When you switch on a sleeping Kobo it wakes with a little flush of soft white light. I’ve come to savour that moment. It’s very much like standing in front of an open fridge in a dark kitchen. Hmm. Will I be nomming the pizza or the leftover pav, tonight? Why not both!
Like the best kind of fridge, my Kobo is always stocked. It’s impervious to lockdowns – run out of books and I just buy another from the Kobo store, or borrow from the local library. Right now, unread, I have the latest by Lauren Weisberger (she wrote The Devil Wears Prada, and then a very good/bad novel about tennis, and then one called When Life Gives You Lululemons), The Secret Path (the new Karen Swan, which involves being super-rich in a rainforest) and the last two Bridgerton books (I stalled at the one about Elouise, because she ends up with a shithead).

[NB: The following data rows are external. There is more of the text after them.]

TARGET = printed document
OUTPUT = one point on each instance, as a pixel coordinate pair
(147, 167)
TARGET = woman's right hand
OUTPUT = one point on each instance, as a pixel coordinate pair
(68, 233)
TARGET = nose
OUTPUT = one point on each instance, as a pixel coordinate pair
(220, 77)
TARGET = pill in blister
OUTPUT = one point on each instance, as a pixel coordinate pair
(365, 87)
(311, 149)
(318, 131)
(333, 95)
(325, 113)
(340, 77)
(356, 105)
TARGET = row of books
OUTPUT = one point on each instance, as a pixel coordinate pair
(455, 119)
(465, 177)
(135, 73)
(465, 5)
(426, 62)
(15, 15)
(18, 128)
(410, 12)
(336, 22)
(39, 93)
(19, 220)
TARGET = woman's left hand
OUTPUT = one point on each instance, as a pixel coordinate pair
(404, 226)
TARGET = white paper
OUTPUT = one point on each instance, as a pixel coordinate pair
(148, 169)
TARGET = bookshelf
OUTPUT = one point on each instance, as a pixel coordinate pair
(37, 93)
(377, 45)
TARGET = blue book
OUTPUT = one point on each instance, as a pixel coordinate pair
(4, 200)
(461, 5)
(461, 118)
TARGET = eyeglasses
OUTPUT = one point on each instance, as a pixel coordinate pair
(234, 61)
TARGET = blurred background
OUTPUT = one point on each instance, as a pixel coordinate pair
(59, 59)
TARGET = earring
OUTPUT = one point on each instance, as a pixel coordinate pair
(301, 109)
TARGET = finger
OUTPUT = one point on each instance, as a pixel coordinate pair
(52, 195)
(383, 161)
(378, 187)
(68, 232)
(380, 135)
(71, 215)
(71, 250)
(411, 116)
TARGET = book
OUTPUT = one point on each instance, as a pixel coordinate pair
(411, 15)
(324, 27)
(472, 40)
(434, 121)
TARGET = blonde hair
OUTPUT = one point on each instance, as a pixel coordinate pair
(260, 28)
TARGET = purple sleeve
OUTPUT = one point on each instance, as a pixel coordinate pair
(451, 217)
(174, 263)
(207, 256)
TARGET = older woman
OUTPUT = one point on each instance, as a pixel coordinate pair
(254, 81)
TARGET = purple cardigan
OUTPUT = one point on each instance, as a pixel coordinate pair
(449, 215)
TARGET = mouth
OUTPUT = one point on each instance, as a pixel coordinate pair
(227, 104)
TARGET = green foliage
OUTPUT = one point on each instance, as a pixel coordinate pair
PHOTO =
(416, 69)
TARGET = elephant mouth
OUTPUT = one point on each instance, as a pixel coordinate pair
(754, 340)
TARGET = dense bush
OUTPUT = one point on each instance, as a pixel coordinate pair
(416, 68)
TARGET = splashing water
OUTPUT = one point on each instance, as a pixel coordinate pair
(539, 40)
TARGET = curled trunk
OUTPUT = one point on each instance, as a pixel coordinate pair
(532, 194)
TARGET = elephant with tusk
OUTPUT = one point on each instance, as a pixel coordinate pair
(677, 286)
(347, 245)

There’s also some more fibrous stuff sitting at the back of the shelf all forlorn and unread. The Song of Achilles. The Silence of the Girls. Some Ursula K Le Guin. Ocean Vuong. One day, Ocean, but not today.

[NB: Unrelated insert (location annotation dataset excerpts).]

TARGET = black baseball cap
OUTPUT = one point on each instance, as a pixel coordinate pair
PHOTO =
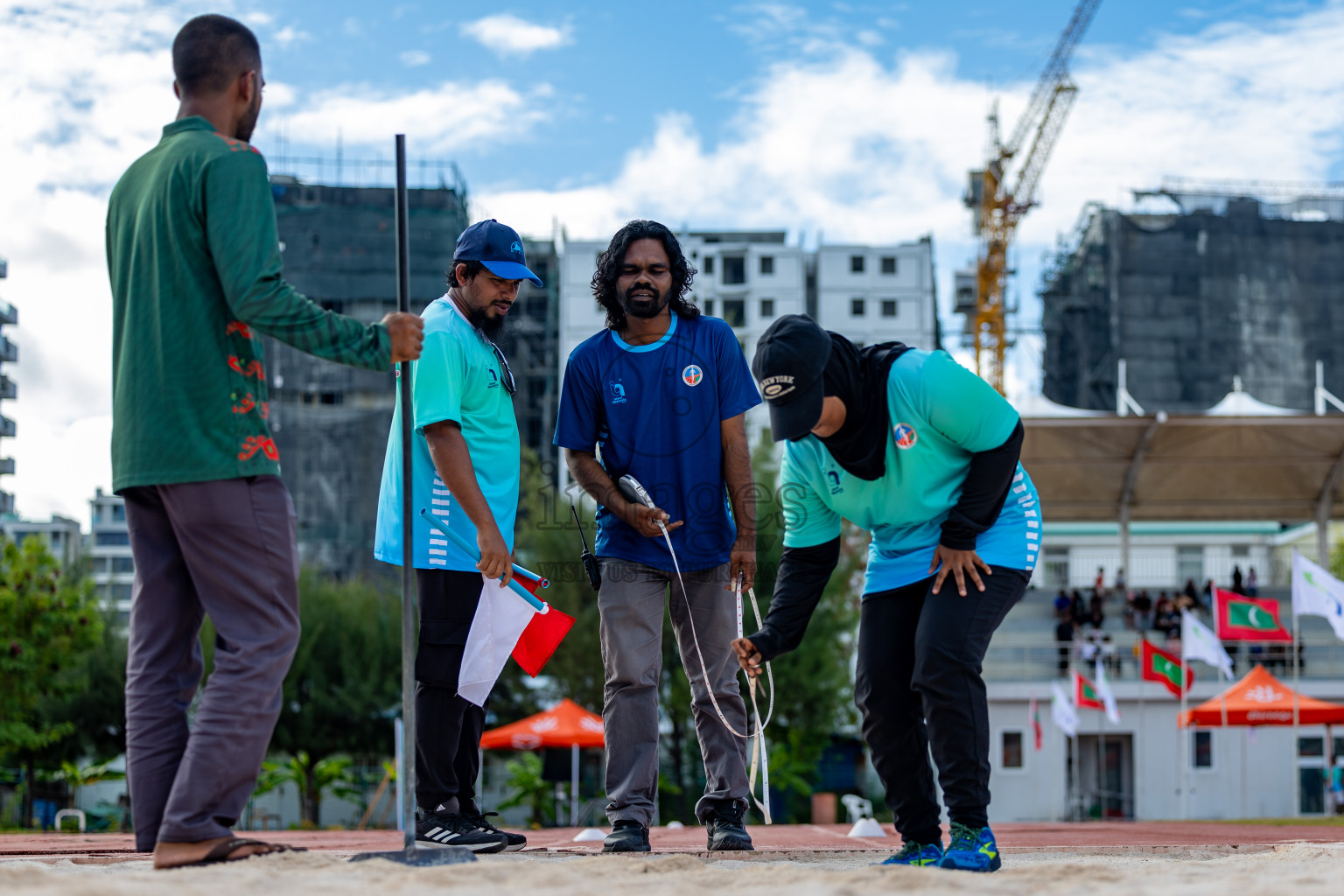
(789, 361)
(499, 248)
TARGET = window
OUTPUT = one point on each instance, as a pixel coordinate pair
(1201, 750)
(734, 270)
(734, 311)
(1311, 746)
(1190, 564)
(1057, 567)
(1012, 757)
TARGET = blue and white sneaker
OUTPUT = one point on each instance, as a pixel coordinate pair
(920, 855)
(972, 850)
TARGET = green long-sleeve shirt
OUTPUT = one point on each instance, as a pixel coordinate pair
(195, 277)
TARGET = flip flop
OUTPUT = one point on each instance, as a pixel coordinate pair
(220, 852)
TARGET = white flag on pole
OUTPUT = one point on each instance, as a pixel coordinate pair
(1108, 696)
(1062, 710)
(1199, 642)
(1316, 592)
(499, 622)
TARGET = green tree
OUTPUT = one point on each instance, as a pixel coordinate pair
(97, 707)
(344, 687)
(814, 687)
(529, 788)
(47, 622)
(312, 780)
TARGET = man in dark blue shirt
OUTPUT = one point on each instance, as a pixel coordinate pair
(660, 393)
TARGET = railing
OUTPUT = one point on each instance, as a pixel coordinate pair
(1035, 659)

I do mean day. No way I’m reading those sorts of books at night. By day I mostly read actual book-books, lots of them. And book-books still definitely have the edge in terms of impact. I just finished Anthony Doerr’s sublime Cloud Cuckoo Land, a hulking thing that weighs nearly 800g in paperback, and when I was done I just sat that big amazing book on my lap for a long while.
The books I read in the dark drop from my memory almost right away. Scrolling back through my “Read” pile I see books I don’t remember reading at all. But the sweet relief they’ve brought me lingers. With my Kobo in hand, the long newborn nights were barely a strain. I mean, I was outrageously tired, but not despondent, anxious, strung-out. I think of those endless night feeds as an intensely private period of sustained silent reading, with cuddles on the side. Well, both sides. Repeatedly.
It’s still very rare for me to sleep through the night. My big kid sleepwalks, has nightmares, needs his inhaler or more tissues or his blankets tucked back in. My little one thrashes in the cot, loses her bunny or her giraffe, hollers for cuddles. Often, getting up to them snaps me awake and I need to read for a while to fall asleep again. So I reach for my Kobo, and for white-sand beaches, cold champagne, dukes, and after a few minutes my eyes are heavy. And then I switch it off. “Sleeping”, the screen says the moment before it goes dark.
*Reasons for Kobo over Kindle: I have a Clara, which doesn’t emit blue light. It lets me read PDFs, which is great because lots of books get emailed to me for work. It lets me borrow books for free from the library. Also – I just couldn’t bring myself to support Amazon.